Pour comprendre ce qui fait la singularité du San Paolo, il faut déjà bien connaitre le tifoso de Naples et tout ce qui le démarque par rapport aux supporters des autres clubs. Sergio Chesi, rédacteur de Goal Italie, nous éclaire sur le sujet : "Le fan de Naples est passionné, loyal et romantique.
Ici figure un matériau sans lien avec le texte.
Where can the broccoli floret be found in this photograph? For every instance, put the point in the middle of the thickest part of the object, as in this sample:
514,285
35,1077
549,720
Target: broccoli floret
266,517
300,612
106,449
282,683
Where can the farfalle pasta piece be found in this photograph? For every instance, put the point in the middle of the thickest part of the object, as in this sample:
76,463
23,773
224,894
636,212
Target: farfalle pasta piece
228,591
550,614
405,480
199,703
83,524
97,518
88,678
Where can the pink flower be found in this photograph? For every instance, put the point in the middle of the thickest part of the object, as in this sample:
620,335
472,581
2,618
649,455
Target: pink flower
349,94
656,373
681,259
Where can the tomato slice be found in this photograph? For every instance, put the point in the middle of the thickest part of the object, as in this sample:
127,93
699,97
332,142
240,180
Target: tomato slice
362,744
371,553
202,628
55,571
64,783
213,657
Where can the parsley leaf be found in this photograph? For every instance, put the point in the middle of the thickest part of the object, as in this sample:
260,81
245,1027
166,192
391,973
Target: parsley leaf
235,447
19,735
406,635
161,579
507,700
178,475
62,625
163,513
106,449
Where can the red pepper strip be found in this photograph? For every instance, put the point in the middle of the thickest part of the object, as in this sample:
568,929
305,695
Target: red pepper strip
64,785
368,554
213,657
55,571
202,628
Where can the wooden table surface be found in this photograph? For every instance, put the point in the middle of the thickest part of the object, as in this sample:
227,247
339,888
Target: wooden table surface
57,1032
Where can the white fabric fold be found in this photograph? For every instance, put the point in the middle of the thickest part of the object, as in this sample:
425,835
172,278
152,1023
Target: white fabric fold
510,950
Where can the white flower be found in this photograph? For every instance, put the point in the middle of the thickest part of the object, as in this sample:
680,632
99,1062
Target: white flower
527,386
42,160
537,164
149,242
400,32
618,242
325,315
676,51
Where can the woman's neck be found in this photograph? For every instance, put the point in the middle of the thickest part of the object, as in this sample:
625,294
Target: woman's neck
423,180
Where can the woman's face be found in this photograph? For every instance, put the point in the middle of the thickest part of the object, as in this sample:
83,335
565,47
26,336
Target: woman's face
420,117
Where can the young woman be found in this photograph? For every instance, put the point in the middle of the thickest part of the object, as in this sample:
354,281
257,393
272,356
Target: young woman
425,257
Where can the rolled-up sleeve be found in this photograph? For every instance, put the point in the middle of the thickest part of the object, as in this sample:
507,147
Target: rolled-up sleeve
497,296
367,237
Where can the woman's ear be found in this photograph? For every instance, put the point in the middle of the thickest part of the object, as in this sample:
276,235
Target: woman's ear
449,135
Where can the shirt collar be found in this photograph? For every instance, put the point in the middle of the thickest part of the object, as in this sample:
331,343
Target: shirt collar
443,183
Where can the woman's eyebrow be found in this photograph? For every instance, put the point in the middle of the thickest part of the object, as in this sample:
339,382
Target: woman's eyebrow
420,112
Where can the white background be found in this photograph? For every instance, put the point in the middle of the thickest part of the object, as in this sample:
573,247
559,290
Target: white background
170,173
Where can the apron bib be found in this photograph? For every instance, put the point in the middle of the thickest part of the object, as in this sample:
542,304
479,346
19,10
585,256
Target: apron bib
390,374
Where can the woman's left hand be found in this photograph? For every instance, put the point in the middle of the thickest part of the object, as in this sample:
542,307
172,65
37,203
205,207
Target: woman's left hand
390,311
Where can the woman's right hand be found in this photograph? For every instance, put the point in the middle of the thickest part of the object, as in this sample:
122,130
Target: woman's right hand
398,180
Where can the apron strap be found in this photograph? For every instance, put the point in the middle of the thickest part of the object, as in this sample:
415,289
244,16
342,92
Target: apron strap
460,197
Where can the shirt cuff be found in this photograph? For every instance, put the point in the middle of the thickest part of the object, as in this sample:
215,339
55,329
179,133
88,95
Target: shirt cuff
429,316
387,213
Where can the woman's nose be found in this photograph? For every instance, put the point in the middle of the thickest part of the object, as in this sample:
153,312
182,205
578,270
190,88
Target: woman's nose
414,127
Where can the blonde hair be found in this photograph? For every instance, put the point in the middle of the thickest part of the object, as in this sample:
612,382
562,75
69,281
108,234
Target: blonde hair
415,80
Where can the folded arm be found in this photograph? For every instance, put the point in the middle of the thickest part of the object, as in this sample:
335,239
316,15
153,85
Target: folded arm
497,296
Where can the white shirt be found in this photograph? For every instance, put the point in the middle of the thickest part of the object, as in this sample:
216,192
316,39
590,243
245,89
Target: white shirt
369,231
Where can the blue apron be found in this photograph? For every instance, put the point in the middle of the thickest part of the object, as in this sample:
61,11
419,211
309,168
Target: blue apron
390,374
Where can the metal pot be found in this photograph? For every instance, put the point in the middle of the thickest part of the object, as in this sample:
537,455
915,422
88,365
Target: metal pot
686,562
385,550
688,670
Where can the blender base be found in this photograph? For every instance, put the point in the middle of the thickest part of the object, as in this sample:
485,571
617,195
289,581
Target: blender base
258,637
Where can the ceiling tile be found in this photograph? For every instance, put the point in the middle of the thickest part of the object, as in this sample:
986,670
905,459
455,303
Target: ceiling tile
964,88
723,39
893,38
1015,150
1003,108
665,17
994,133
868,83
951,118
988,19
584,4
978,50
Et son côté passionnel ne concerne pas seulement que le foot. Il l'est aussi dans sa vie quotidienne, explique-t-il. De plus, le SSC Napoli est la seule grande équipe de la ville. Il est donc facile pour les gens d'identifier ce club à Naples." Même si c'est le propre de tout supporter qui se respecte, un fan napolitain ne tournera jamais le dos à sa formation". Et ce n'est donc pas un hasard si en 2005/06, le club a battu le record d'affluence en Serie C1 (troisième division) avec une moyenne de 50.000 spectateurs !

Le San Paolo impressionne, et en premier lieu ce qui s'y produisent comme adversaires. Le Franco-Sénégalais Ricardo Faty a eu, par exemple, l'honneur d'y jouer il y a sept ans quand il portait les couleurs de la Roma. Pour lui, l'expérience était unique. "C'était en février 2010 et on avait fait 2-2. On menait 2-0, j'étais rentré à 15 minutes de la fin et ils avaient égalisé dans les arrêts de jeu sur pénalty. L'ambiance était bouillante, c'était devenu un vrai volcan, car ce match c'est le derby du Sud avec une grosse rivalité entre les deux clubs. Le scénario avait fait exploser le volcan à la fin du match". L'actuel joueur de Bursaspor confirme aussi qu'il n'y a pas de corrélation entre le niveau des rencontres et l'engouement qui existe dans les tribunes : "Je savais en arrivant en Italie ce que représentait Naples donc je n'ai pas été surpris. À l'époque (en 2006, ndlr), le club était en Serie B et déjà en deuxième division il y avait une très belle ambiance. Le stade affichait souvent 40.000 supporters."

Le stade mériterait une rénovation

Le fief du Napoli est un endroit envoûtant. Et il aurait peut-être pu l'être encore plus s'il avait connu des rénovations susceptibles de lui donner une image plus moderne. Or, malgré quelques travaux faits en 1990 et en 2001, l'enceinte n'a pas vraiment changé depuis sa création. Faty le regrette : "Quand on entre dans ce stade on a un sentiment étrange. On sent le poids de l'histoire, le stade est toujours bien garni, l'ambiance est folle, mais en même temps, il est très vétuste et pas du tout esthétique. Ça pourrait être encore plus puissant dans un stade plus récent, mieux conçu".

Naples-Juve, Pirlo aurait voulu le jouer

À la question si Naples possède la meilleure ambiance d'Italie, les avis peuvent encore diverger. Faty, par exemple, estime que Rome reste un cran au-dessus : "Le stade Olympique, c'était fou. Je me souviens d'un match contre l'Inter gagné 2-1 en 2010, une folie, tout le stade chantait à l'unisson. Et je mets Naples, juste derrière". Toutefois, ce qui est incontestable, c'est que le San Paolo dégage quelque chose de spécial. Par exemple, le culte qui est voué aux idoles locales est infaillible. Sauf peut-être lorsque celles-ci affrontent la sélection italienne. Diego Maradona pourra en témoigner. Bien qu'élevé au rang de dieu par le peuple napolitain, ce dernier a eu droit à un message particulier lorsqu'il a pénétré dans le San Paolo avec le maillot de l'Argentine pour y défier la Squadra Azzurra en demi-finale du Mondial 1990 : "Maradona, Naples t'aime, mais l'Italie est notre patrie" ! Une phrase qui prouve que même chez le plus passionné des supporters, le cœur peut parfois céder face à la raison.